Docker and Kubernetes 101
All you need to stay confident while using docker and kubernetes
Before understanding what is Docker and its uses, let's try to get to know a few terminologies.
OS Kernel:
it is responsible for interacting with the underlying hardware. Operating Systems like Ubuntu, CentOS, and Fedora will have their OS Kernel(Linux in this case)and a set of applications to run.
Virtual Machine(VM) Vs Docker:
in the case of VM: we have Underlying hardware -> Hypervisor -> then separate VMs will be installed on top of Hypervisor, each VM will have its OS, Applications, Libraries and dependencies.
- VM virtualizes at the OS level
In the case of Docker: we have Underlying hardware-> OS -> Docker Installation/Container engine -> and then Containers. Here Containers just have Applications, Libraries and dependencies with a shared os.
- Docker virtualizes at the application level
What is Docker :
It is a tool for running applications in an isolated environment similar to a virtual machine but with a much lighter weight
If our app works in one will work in another too. because the app environment(libraries/needed binaries) is the same across all places.
Image:
It is a package/template. This package is portable, meaning it can be easily transferrable within teams (Dev to QA). It is used to create one or more containers. Containers are running instances of images where they have their isolated environment and set of processes. we usually have layers in an image. Most of the images have a Linux base image (alpine 3.10) as the base image. On top of the base layer image, we have an application layer image.
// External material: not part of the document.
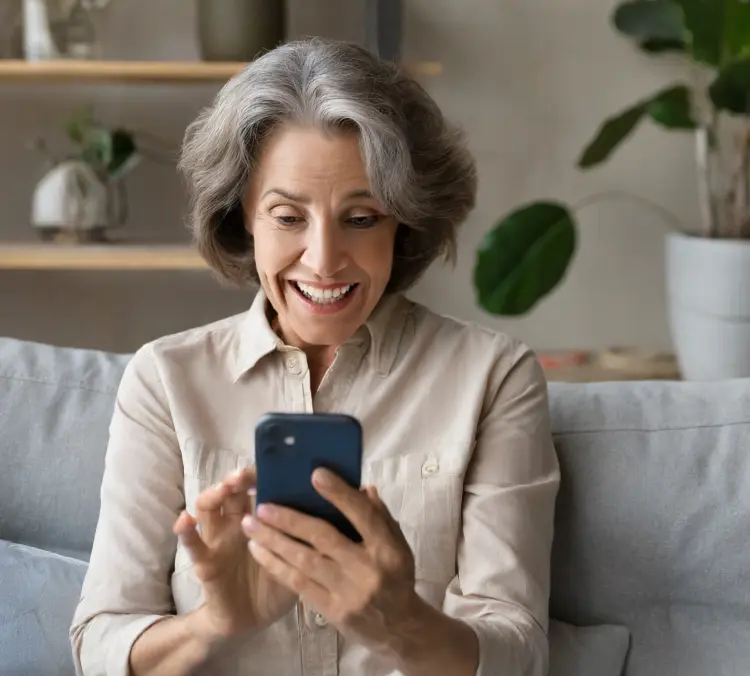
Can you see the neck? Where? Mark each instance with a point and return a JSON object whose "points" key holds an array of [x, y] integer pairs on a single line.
{"points": [[319, 357]]}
Image: An application packaged together with the needed configuration, dependencies and a start script
It is an artifact that can be moved around
Containers
Simply put the container is running an instance of an image. A container provides a runtime environment for an image, meaning when we run an application it needs certain storage for storing logs, configuration files and environment variables etc. The container provides a virtual filesystem for this purpose. Containers will be stored in the container repository. Most probably this repository is private to companies or it can be a public repository for Docker containers called Docker Hub
Containers are completely isolated environments, they can have their processes/services, network interfaces and their mounts just like VM except they all share the same OS kernel.
The container facilitates the file system to store application logs for the application that runs inside of a container. Here file system is virtual in the container.
every container will have a port to talk to the application that runs inside the container.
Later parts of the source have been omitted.